Sono appena rientrato da una delle mie quotidiane passeggiate e ho deciso di raccontarla, mettendo in conto che dei posti dove vado quando passeggio alla maggior parte dei miei 32 lettori non possa fregare di meno. Mi è venuta l'idea ispirandomi alla bravissima Romina, la quale, nel suo blog, ama scrivere post in cui illustra fotograficamente i percorsi delle sue camminate corredandoli di pregevoli descrizioni. Quella che vado a illustrare qui di seguito è la mia camminata "standard", diciamo così, cioè quella che faccio abitualmente. A volte, naturalmente, l'itinerario varia, perché qua la campagna è vasta e le possibilità di attraversarla sono molteplici. Camminando in modo tranquillo si copre in circa un'oretta; camminando in modo sostenuto ci si riesce in tre quarti d'ora. Piccola avvertenza: sono da sempre assolutamente negato per l'arte della fotografia, le mie foto sono spesso scure, sfuocate e chi più ne ha più ne metta; per una evidente e incolmabile tara mia non sono mai riuscito a fare foto decenti, quindi vi prego di essere comprensivi in questo senso. Cercherò di compensare le manchevolezze visive con le descrizioni. Le immagini sono di formato medio e si ingrandiscono cliccandoci sopra.
Allora, uscendo dal cancello di casa mia il primo scoglio da superare è l'attraversamento della Santarcangiolese. La Santarcangiolese è la provinciale abbastanza trafficata che parte da Santarcangelo e dopo aver attraversato il comune di Poggio Torriana si congiunge alla Marecchiese, la statale che parte da Rimini e si inoltra nella Valmarecchia.
Una volta di là si imbocca via Santa Maria e ci si imbatte subito nella struttura dell'ex Unicem. L'Unicem è un ex cementificio del gruppo Buzzi dismesso ormai da parecchi anni e lasciato in stato di abbandono. Fu costruito negli anni a cavallo fra l'Ottocento e il Novecento e ci lavorò anche mio nonno. Oggi, come detto, si trova in stato di degrado e abbandono.
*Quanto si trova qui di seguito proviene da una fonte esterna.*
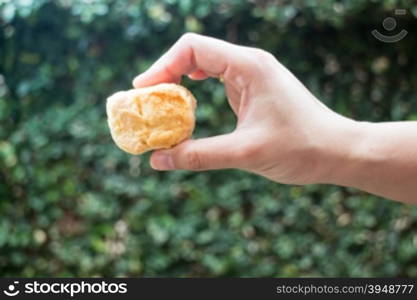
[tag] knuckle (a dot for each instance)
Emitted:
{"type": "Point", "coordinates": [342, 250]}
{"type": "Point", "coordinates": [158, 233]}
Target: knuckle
{"type": "Point", "coordinates": [249, 152]}
{"type": "Point", "coordinates": [188, 37]}
{"type": "Point", "coordinates": [262, 56]}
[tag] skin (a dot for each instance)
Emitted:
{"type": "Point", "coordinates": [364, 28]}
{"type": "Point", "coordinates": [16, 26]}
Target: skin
{"type": "Point", "coordinates": [283, 132]}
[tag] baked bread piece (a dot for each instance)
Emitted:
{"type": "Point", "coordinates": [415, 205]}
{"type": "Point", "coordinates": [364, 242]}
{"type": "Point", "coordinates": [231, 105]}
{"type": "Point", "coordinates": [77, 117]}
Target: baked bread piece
{"type": "Point", "coordinates": [149, 118]}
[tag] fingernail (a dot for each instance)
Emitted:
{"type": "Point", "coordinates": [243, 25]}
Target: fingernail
{"type": "Point", "coordinates": [135, 81]}
{"type": "Point", "coordinates": [162, 161]}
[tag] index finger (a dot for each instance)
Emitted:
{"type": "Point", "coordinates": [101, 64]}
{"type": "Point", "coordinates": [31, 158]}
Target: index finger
{"type": "Point", "coordinates": [195, 52]}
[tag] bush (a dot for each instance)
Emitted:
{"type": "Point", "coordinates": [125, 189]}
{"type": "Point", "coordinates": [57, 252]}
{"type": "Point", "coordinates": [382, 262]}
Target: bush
{"type": "Point", "coordinates": [72, 204]}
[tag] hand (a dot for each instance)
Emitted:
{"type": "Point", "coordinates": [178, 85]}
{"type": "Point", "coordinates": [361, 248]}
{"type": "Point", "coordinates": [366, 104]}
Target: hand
{"type": "Point", "coordinates": [281, 129]}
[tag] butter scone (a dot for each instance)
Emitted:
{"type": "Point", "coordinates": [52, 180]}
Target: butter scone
{"type": "Point", "coordinates": [150, 118]}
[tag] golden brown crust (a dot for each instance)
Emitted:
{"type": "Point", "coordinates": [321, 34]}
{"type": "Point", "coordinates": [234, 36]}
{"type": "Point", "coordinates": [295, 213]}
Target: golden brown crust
{"type": "Point", "coordinates": [155, 117]}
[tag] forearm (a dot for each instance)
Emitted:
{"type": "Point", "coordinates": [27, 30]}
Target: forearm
{"type": "Point", "coordinates": [380, 158]}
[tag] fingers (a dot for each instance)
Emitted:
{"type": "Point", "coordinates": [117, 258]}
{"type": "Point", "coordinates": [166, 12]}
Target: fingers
{"type": "Point", "coordinates": [198, 75]}
{"type": "Point", "coordinates": [196, 55]}
{"type": "Point", "coordinates": [219, 152]}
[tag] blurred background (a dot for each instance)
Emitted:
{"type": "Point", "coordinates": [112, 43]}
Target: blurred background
{"type": "Point", "coordinates": [73, 204]}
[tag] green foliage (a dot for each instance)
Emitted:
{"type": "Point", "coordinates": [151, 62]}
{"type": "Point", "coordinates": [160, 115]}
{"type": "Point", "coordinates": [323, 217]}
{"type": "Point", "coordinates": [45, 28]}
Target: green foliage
{"type": "Point", "coordinates": [72, 204]}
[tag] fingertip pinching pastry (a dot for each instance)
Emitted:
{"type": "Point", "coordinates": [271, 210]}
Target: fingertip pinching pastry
{"type": "Point", "coordinates": [156, 117]}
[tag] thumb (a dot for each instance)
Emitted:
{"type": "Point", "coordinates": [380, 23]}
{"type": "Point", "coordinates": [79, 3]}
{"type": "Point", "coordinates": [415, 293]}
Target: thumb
{"type": "Point", "coordinates": [218, 152]}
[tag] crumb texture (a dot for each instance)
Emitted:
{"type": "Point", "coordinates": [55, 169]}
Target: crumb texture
{"type": "Point", "coordinates": [151, 118]}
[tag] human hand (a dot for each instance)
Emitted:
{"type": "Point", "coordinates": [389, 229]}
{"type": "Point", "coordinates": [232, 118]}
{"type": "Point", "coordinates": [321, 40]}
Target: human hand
{"type": "Point", "coordinates": [283, 132]}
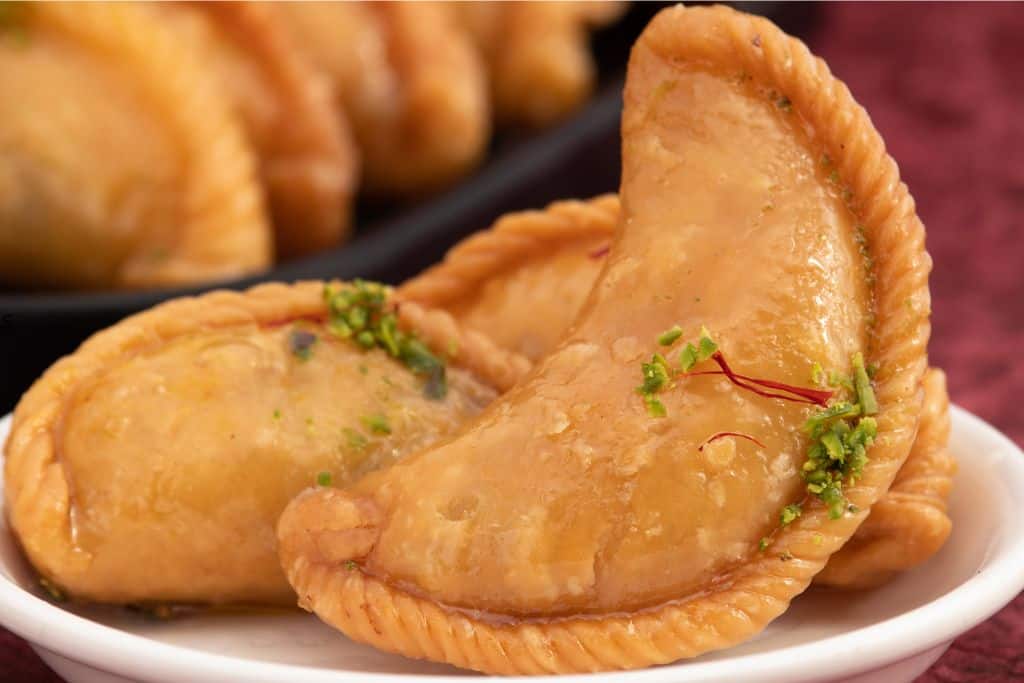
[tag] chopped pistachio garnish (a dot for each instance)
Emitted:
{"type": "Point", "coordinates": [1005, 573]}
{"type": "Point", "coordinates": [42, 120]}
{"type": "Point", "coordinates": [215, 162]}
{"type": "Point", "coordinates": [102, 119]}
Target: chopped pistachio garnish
{"type": "Point", "coordinates": [355, 440]}
{"type": "Point", "coordinates": [790, 514]}
{"type": "Point", "coordinates": [377, 424]}
{"type": "Point", "coordinates": [301, 342]}
{"type": "Point", "coordinates": [841, 435]}
{"type": "Point", "coordinates": [359, 311]}
{"type": "Point", "coordinates": [669, 337]}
Le discussioni su cosa fare nell'area ex Unicem si protraggono dall'epoca della sua chiusura ma, a tutt'oggi, non si è ancora presa una decisione. C'è chi vorrebbe costruire centri commerciali, chi appartamenti, chi parchi e aree verdi. Mentre si continua a non decidere, il degrado avanza.
Nella foto qui sopra (scura, naturalmente) si vede l'ingresso del piazzale su cui sostavano i camion che, quando il cementificio era attivo, attendevano di caricare il cemento. Ora è deserto e circondato da erbacce. Qualcuno ha messo dei birilli di segnalazione che descrivono un percorso, probabilmente sono i ragazzini della zona che vengono a farci la gincana con le bici o coi motorini. Nella foto qui sotto, la vista laterale del piazzale con l'ingresso che era utilizzato dai camion per entrare all'interno dello stabilimento.
Oltrepassato il piazzale, si abbandona la strada asfaltata e, superata la sbarra, ci si inoltra sulla stradina sterrata che va verso il fiume Marecchia. Qui comincia la campagna.
L'ex cementificio per buona parte della sua vita funzionò a carbone, poi, alla fine degli anni Sessanta, fu convertito all'energia elettrica, e allo scopo fu costruita nelle sue immediate adiacenze una centrale elettrica che serviva proprio a fornirgli l'elettricità necessaria. Naturalmente la suddetta centrale elettrica ha seguito la stessa sorte del cementificio, e oggi è infestata di arbusti e erbacce, come si vede nelle due immagini qui sotto.
Qui di seguito, altre immagini dello stato in cui versa l'ex cementificio.
Continuando a camminare, la stradina sterrata si immette sulla pista ciclabile e pedonale, realizzata alcuni anni fa, che costeggia il fiume Marecchia. Parte da Rimini e si inoltra lungo la Valmarecchia fino al santuario della Madonna di Saiano ma anche oltre, non so bene neppure io di preciso dove finisca. Nel punto in cui la stradina sterrata si congiunge alla ciclabile, sorge un vecchio frantoio. È uno dei tanti in cui ci imbatte sul percorso della ciclabile e che servivano per lavorare e caricare sui camion la ghiaia che veniva estratta dal Marecchia per fare il cemento. Naturalmente anche qui regnano degrado e abbandono.